Fred me jette un regard, je suppose qu'il le prend pour lui. Baralf plisse les paupières et me toise. Sans prévenir, il lève sa main et je vois ses doigts qui se contractent, se tendent, se tordent... c'est ainsi que je sens une poigne autour de ma gorge, comme quelqu'un qui me tiendrait le cou pour m'étouffer. Je tente de ne pas ciller mais je sais très bien que je rougis par manque d'oxygène, j'avance de deux pas vers lui, sans le contrôler et le voilà qui me fixe, sans relâcher sa main et son pouvoir contre moi.
— Je te laisse vingt quatre heures pour ramener la Non-Mage. Si tu n'es pas ici, dans vingt quatre heures, toi et Fred, ne ferez plus partie de mes protégés.
Il m'effacerait ainsi de sa vie en si peu de temps ? J'ai du mal à y croire mais Baralf n'est pas un homme aux grandes paroles. Ses menaces sont généralement vraies. Ce qui me turlupine, c'est de le savoir aussi inquiet à l'idée de perdre cette femme. Aowyn la voulait-il, elle, plus qu'une autre ? Je ne suis pas certain de comprendre réellement l'enjeu de ce contrat mais peut-être que je ne suis pas le seul à risquer ma peau. Peut-être que Baralf aussi, est menacé par plus fort que lui.
— Tu... m'étouffes... balbutié-je.
Il baisse son bras, ce qui stoppe aussitôt la pression qu'il exerçait sur la gorge. Je peux enfin reprendre mon souffle, je tousse, me masse la nuque, elle est douloureuse et encore raide. Mon coeur bat fort, et ma vue en devenait même trouble.

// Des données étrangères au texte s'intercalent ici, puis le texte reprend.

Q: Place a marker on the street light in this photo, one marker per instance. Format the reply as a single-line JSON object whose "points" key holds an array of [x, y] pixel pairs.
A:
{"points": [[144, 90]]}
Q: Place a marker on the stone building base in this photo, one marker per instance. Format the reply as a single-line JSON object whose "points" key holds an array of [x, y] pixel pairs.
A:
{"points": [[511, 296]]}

— Vingt quatre heures, ne l'oubliez pas, insiste Baralf. Ne me décevez pas une nouvelle fois.
Il se retourne et rentre dans le domaine. Je m'appuie sur mes jambes, le temps de reprendre mes esprits. Être victime des pouvoirs d'un Mage est toujours bouleversant. Leur magie aspire l'énergie qui se trouve dans le corps de leur victime, comme s'ils utilisaient notre énergie, pour amplifier leur pouvoir.

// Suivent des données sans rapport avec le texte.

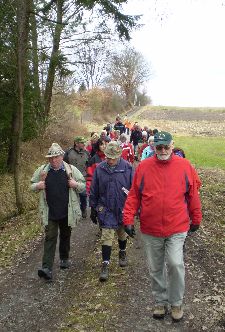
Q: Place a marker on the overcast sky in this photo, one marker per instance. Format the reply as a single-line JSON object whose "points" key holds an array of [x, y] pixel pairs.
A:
{"points": [[184, 41]]}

— On est dans de beaux draps... commente Fred.
Je lui jette un regard tout en me redressant et faisant craquer mes épaules.
— Tu voulais la laisser partir, Fred. Tu n'as rien fait pour la retenir. Et maintenant... aïe... j'ai cette balafre immonde sur le visage, je dis en me touchant le visage.

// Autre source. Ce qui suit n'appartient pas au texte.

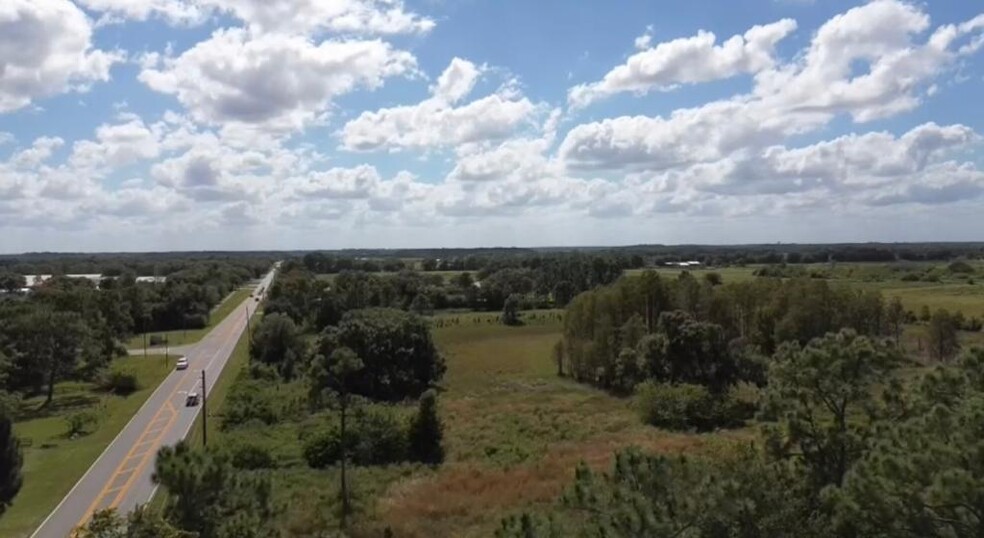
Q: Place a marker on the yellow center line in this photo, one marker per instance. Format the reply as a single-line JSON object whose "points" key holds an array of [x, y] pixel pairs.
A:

— Arrêtes donc de me reprocher des choses, cette femme m'a tiré dessus avec du gros sel ! Alors non, je ne voulais pas la laisser partir mais à la fois... savoir que nous ne sommes pas payés pour ce travail, là par contre, ça change ma vision des choses. Je ne kidnappe pas des femmes pour la gloire.
— Si nous lui ramenons, il nous paieras.
— Tu continues ton déni, si Baralf te dit qu'il ne te payera pas, il ne te payera pas et encore moins suite à ce qu'il vient de se passer. Baralf ne te le pardonnera pas, Gab... mais tu n'ouvres pas les yeux. Il est autant en danger que toi, à présent.
Je me mordille les lèvres tout en l'écoutant. Peut-être a-t-il raison, mais je crois que Baralf a fait de moi le parfait mercenaire, celui qui continuera d'y croire, même lorsqu'il n'y aura plus aucune raison d'y croire. Baralf m'a façonné à son image en ce qui concerne l'empathie, et à la fois, m'a rendu incroyablement docile.
— Ne tardons pas, grommelé-je.
Nous récupérons un cheval chacun puis partons aussitôt après m'être nettoyé l'arcade pour y voir plus clair. Nous sommes toujours armés, bien que Fred ait perdu sa lame, il lui reste un petit poignard qu'il planque toujours dans sa botte gauche. Nous partons au galop sur les chemins qui menaient jusqu'à cette grande demeure. J'avais espéré passer la nuit dans un lit, me décrasser, et éventuellement trouver une jolie créature magique pour me tenir compagnie.
Au lieu de cela, je pars à la chasse, encore. Cependant, cette fois, ce n'est pas pour de l'argent.
Cette fois, c'est pour sauver notre peau.